SINGAPORE, June 15, 2009 -- As the global economy goes through the worst financial crisis since the Great Depression, countries in Asia Pacific have not been spared and experienced a slowdown in economic growth, although Australia's GDP in first quarter of 2009 managed to grow by 0.4% over its last quarter GDP.
According to Frost & Sullivan Asia Pacific Consultant of Environmental & Building Technologies Practice Ranajay Dasgupta, the challenging economic environment affected the overall performance of the environmental industry, though certain sectors were more adversely impacted than the others. The period saw a decline in industrial production and less waste generation.
"Water treatment equipment manufacturers witnessed a slowdown and the fall in revenues in the environmental sector in Australia followed expectations of poor performance of the industrial sector in developed nations," he said.
"Although regulatory and environment policies are well developed in Australia, in reacting to the harsh economic climate and pressure from industry, the Australian Government has postponed the Carbon Pollution Reduction Scheme (CPRS) until 2011," he continued.
The postponement means major polluters will continue to enjoy the concession of carbon emission, adversely impacting the prospect of pollution control equipment manufacturers in Australia for the next 2 years.
Still, Australia's waste and wastewater industry is expected to grow annually between 3 and 3.5%.
In terms of industry specifics, Dasgupta said that developed countries are unlikely to see major construction of new facilities. "However, for contractors, there is a potential market for retrofit contracts as the sewerage system in major cities is old and overloaded."
He also identified water recycling and desalination as key growth areas for this industry. Rising water shortages and cost reduction achieved through technical innovations are spurring the growth of the desalination industry. "Shortage and uncertainty of water supply are increasing the demand for water recycling, especially in countries like Australia," he said.
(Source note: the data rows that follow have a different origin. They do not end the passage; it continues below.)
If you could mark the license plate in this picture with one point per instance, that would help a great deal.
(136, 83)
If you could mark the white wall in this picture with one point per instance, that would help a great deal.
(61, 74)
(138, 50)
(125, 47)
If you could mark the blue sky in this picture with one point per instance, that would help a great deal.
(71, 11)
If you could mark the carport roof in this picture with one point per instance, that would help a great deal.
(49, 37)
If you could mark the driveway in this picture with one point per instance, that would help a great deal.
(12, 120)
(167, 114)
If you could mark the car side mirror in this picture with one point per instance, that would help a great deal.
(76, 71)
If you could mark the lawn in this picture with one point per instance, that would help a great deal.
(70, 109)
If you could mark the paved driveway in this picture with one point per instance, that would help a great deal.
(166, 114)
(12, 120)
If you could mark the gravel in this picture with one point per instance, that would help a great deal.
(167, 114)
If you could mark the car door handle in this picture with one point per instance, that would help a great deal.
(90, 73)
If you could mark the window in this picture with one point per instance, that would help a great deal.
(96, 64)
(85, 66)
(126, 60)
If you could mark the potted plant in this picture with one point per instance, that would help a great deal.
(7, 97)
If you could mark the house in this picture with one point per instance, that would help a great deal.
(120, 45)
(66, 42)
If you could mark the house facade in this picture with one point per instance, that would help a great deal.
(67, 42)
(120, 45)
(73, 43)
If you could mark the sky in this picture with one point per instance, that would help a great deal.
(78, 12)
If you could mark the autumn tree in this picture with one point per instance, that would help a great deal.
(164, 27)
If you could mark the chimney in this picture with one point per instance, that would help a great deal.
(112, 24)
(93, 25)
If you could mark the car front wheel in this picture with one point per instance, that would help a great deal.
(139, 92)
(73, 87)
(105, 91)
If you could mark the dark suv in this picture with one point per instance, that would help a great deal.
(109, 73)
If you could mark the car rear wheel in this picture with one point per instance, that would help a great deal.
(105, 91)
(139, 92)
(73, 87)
He added that the range of skills and technologies in demand tend to be similar to those supplied in other developed region/countries such as Europe and the US. This indicates that opportunities exist for suppliers which are able to provide innovative technologies and services which can compete with strong local and overseas competitors.
"The business environment will remain challenging in Australia as domestic sales remain sluggish throughout the year. The industry will see more opportunities in retrofit contracts and renovation of existing facilities. Thus, focus will be on cost reduction, and overseas expansion in developing markets," said Dasgupta.